The harnesses are written directly against the onnx-light C++ API,
mirroring the upstream ONNX harnesses introduced in
onnx/onnx#8052 but using
LLVMFuzzerTestOneInput instead of a Python (atheris) wrapper, so
they can be built with the standard clang + -fsanitize=fuzzer,...
toolchain that OSS-Fuzz expects for C++ projects.
Harnesses#
File |
Entry point fuzzed |
Input path |
|---|---|---|
|
|
Raw bytes → protobuf parser |
|
|
Raw bytes → protobuf parser |
|
|
UTF-8 text (ONNX text format) |
|
Raw bytes → protobuf parser |
|
|
Raw bytes → protobuf parser |
|
|
Raw bytes → protobuf parser |
|
|
|
Raw bytes → ORT flatbuffer parser |
|
(seed generator, not a fuzzer) |
Writes seed files for OSS-Fuzz / libFuzzer |
Building the harnesses#
The harnesses are compiled as standalone libFuzzer executables when
ONNX_LIGHT_BUILD_FUZZERS=ON is passed to CMake. Clang is required
because libFuzzer (-fsanitize=fuzzer,...) ships with Clang.
CC=clang CXX=clang++ cmake -S . -B build-fuzz \
-DONNX_LIGHT_BUILD_FUZZERS=ON \
-DONNX_LIGHT_BUILD_PYTHON=OFF
cmake --build build-fuzz -j
The build produces one executable per fuzz/fuzz_*.cc source file
(fuzz_checker, fuzz_model_loader, fuzz_parser,
fuzz_shape_inference, fuzz_optim_shape_inference,
fuzz_version_converter, fuzz_ort_flatbuffers) plus the
make_seed_corpus helper.
The default sanitizer set is address (so the actual link line is
-fsanitize=fuzzer,address). Pass -DONNX_LIGHT_FUZZER_SANITIZERS=...
to override it (for example undefined or memory); the
fuzzer sanitizer is always added automatically.
Running a harness locally#
Each harness takes the standard libFuzzer command line. To run a short smoke campaign:
./build-fuzz/fuzz_checker -runs=1000
./build-fuzz/fuzz_model_loader -runs=1000
./build-fuzz/fuzz_parser -runs=1000
./build-fuzz/fuzz_shape_inference -runs=1000
./build-fuzz/fuzz_optim_shape_inference -runs=1000
./build-fuzz/fuzz_version_converter -runs=1000
./build-fuzz/fuzz_ort_flatbuffers -runs=1000
To generate the seed corpora that OSS-Fuzz uses as starting inputs:
./build-fuzz/make_seed_corpus \
/tmp/fuzz_seeds/version_converter \
/tmp/fuzz_seeds/parser \
/tmp/fuzz_seeds/shape_inference
Each directory is created if needed and filled with one seed file per model. The harnesses accept a seed-corpus directory as a positional argument:
./build-fuzz/fuzz_shape_inference /tmp/fuzz_seeds/shape_inference -runs=1000
How OSS-Fuzz uses these files#
The companion OSS-Fuzz infrastructure clones this repository and
builds each fuzz/fuzz_*.cc target with its standard C++ pipeline.

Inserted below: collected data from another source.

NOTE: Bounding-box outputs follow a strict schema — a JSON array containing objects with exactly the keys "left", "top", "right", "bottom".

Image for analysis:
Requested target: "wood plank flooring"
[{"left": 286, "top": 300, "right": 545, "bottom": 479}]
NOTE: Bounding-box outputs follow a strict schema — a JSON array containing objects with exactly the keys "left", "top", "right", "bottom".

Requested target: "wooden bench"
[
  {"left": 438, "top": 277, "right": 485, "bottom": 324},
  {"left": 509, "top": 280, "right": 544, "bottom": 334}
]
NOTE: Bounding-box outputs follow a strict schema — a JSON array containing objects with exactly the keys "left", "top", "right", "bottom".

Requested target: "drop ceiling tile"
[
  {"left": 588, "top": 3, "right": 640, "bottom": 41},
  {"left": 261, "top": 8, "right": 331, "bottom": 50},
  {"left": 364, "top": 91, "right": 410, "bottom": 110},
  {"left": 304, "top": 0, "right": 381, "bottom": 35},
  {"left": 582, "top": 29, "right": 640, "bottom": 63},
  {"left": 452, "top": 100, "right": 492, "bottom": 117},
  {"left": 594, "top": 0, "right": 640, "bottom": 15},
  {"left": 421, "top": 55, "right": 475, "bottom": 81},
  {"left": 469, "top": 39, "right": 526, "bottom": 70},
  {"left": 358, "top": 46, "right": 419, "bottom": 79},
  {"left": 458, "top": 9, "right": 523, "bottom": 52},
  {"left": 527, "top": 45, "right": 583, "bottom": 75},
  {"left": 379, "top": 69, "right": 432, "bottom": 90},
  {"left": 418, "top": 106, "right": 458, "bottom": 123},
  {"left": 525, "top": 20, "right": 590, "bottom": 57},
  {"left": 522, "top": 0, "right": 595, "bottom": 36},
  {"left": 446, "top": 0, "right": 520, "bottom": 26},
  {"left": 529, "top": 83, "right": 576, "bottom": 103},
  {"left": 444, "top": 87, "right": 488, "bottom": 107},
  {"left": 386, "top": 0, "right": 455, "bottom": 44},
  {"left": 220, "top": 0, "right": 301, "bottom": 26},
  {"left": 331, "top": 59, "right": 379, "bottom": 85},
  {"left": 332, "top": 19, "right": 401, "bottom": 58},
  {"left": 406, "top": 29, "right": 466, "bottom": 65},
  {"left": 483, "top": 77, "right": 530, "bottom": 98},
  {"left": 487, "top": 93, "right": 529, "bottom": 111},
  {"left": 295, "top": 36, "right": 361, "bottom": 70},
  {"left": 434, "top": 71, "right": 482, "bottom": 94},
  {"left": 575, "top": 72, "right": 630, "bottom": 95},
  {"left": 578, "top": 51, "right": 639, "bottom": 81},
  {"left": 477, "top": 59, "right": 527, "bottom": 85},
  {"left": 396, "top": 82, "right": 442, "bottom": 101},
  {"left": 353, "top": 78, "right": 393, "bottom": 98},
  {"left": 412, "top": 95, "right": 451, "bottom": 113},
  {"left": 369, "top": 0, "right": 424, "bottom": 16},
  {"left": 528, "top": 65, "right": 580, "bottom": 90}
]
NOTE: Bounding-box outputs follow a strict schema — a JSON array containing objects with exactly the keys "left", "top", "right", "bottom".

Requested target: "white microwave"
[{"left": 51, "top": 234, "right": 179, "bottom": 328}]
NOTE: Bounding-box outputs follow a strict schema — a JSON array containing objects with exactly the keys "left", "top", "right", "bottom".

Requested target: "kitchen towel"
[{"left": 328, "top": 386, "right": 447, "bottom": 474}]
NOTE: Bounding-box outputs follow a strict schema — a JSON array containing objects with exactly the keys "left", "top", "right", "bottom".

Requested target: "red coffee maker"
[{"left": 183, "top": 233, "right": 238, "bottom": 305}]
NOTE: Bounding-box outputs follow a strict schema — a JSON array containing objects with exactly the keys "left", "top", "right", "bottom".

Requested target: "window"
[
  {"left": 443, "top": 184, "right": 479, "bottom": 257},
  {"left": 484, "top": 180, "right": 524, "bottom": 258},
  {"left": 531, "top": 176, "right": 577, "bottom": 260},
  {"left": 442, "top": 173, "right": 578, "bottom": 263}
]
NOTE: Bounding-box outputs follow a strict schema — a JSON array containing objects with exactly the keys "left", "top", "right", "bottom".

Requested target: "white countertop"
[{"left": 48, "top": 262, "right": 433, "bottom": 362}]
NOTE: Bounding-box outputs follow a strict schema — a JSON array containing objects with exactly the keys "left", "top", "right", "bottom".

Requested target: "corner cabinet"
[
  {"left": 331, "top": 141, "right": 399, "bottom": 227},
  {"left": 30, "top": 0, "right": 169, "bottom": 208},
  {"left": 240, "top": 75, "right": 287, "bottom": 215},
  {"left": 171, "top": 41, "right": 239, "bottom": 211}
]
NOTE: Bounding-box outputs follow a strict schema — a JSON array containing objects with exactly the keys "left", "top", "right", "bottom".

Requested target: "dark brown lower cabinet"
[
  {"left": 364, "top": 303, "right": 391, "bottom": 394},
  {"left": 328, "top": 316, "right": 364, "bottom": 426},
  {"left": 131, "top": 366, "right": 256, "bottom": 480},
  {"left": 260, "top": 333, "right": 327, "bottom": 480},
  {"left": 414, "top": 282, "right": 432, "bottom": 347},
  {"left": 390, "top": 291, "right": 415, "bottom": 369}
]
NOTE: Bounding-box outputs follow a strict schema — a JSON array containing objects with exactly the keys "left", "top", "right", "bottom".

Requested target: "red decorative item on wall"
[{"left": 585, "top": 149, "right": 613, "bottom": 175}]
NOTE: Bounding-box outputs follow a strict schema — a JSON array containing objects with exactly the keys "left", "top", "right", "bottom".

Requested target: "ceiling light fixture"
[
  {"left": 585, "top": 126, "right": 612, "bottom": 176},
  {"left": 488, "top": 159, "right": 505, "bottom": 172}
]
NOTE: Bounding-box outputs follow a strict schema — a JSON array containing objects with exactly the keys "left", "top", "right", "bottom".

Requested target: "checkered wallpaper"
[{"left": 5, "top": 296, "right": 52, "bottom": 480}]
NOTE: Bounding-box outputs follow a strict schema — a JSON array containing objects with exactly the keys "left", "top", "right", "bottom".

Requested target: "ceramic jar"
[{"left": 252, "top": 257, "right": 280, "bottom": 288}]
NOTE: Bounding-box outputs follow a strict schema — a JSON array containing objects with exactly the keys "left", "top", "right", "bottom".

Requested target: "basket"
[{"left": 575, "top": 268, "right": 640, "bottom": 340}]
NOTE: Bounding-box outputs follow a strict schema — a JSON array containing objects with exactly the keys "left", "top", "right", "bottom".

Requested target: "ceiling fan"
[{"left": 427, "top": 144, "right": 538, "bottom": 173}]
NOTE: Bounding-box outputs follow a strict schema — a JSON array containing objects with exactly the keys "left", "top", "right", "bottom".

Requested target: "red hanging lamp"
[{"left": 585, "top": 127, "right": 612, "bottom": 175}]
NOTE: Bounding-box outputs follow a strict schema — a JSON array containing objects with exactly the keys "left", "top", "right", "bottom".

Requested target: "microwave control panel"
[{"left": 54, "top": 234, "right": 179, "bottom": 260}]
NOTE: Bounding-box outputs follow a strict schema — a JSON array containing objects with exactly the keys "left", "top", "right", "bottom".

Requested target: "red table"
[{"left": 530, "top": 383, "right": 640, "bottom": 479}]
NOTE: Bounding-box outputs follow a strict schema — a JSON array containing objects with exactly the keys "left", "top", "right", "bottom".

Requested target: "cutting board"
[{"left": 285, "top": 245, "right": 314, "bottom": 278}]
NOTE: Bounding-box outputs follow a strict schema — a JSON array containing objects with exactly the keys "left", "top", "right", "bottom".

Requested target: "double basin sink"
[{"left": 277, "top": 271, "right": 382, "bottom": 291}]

The OSS-Fuzz build.sh should:
Configure the project with
-DONNX_LIGHT_BUILD_FUZZERS=ON -DONNX_LIGHT_BUILD_PYTHON=OFF.Build each
fuzz_*target.Run
make_seed_corpusand zip each directory into the matching$OUT/fuzz_<target>_seed_corpus.zip.
Continuous fuzzing in CI#
The .github/workflows/fuzz.yml workflow builds the harnesses with
Clang + libFuzzer and runs a short smoke campaign (-runs=2000
per harness) on a weekly schedule (Mondays at 06:00 UTC), on manual
workflow_dispatch, and on pull requests that touch fuzz/**,
.github/workflows/fuzz.yml or CMakeLists.txt. It is meant to
catch regressions in the harnesses themselves and obvious shallow
bugs; long-running coverage-guided campaigns are still expected to be
driven by OSS-Fuzz.
Design notes#
Why catch (...) { return 0; }?#
Fuzz targets must never crash on expected errors — only on unexpected
ones (memory corruption, hangs, sanitizer reports). All protobuf
parse failures, ValidationError, InferenceError,
ConvertError, etc. are expected when the fuzzer feeds random
bytes. Catching them lets libFuzzer keep searching for inputs that
cause real bugs.
Why LLVMFuzzerTestOneInput?#
LLVMFuzzerTestOneInput is the standard libFuzzer entry point.
Each harness defines it with extern "C" so libFuzzer’s runtime can call it
directly without name mangling.
Adding a new harness#
Create
fuzz/fuzz_<name>.ccfollowing the pattern of an existing harness (singleextern "C" int LLVMFuzzerTestOneInput(const uint8_t *data, size_t size)entry point that catches every exception).CMake picks the new file up automatically because the fuzzer target list is globbed from
fuzz/fuzz_*.cc.If the fuzzer benefits from seed inputs, add them to
fuzz/make_seed_corpus.ccand wire up the matching output directory in the OSS-Fuzzbuild.sh.Open a PR here; once merged, update the OSS-Fuzz
build.shif a new seed directory was added.